The training process for `text_sequence_analyzer` is defined in the `train_sequence_analyzer` function. Training does not start in case of an already saved model, i.e., if a `text_sequence_analyzer.keras` file exists. If training does start, overfitting is prevented by usage of a `tensorflow.keras.callbacks.EarlyStopping` callback, `EARLY_STOP_PATIENCE` and `val_loss` as the monitored metric.
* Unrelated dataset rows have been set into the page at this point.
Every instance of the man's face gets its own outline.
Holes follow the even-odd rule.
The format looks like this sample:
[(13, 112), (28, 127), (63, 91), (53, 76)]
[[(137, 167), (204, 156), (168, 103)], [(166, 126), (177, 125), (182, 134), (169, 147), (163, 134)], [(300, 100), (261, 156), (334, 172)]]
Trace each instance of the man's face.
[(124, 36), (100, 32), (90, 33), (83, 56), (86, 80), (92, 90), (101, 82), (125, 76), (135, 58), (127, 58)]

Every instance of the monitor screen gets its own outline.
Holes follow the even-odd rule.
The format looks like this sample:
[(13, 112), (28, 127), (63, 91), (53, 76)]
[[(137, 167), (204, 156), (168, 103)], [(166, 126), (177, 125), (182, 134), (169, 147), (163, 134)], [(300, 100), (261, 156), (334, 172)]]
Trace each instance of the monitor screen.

The maximum number of training epochs is configured in `EPOCHS`.

In [None]:
def train_sequence_analyzer(
  text_sequence_analyzer: TextSequenceAnalyzer,
  train_ds: Dataset,
  valid_ds: Dataset,
  callbacks: list[Callback],
) -> None:
  history = text_sequence_analyzer.fit(
    train_ds,
    validation_data=valid_ds,
    epochs=EPOCHS,
    callbacks=callbacks,
  )
  plt.plot(history.history["val_loss"], "r--",
           label="val_loss")
  plt.xlabel("Epoch")
  plt.xlim([0, EPOCHS])
  plt.legend()
  plt.show()


early_stop_cb = EarlyStopping(
  monitor="val_loss",
  patience=EARLY_STOP_PATIENCE,
  restore_best_weights=True,
)

if not Path.exists(RNN_MODEL_PATH):
  train_sequence_analyzer(
    text_sequence_analyzer, train_ds, valid_ds,
    callbacks=[early_stop_cb],
  )
  text_sequence_analyzer.save(RNN_MODEL_PATH)

### Anomaly detection

In this section the `test_for_anomalies` function demonstrates anomaly detection.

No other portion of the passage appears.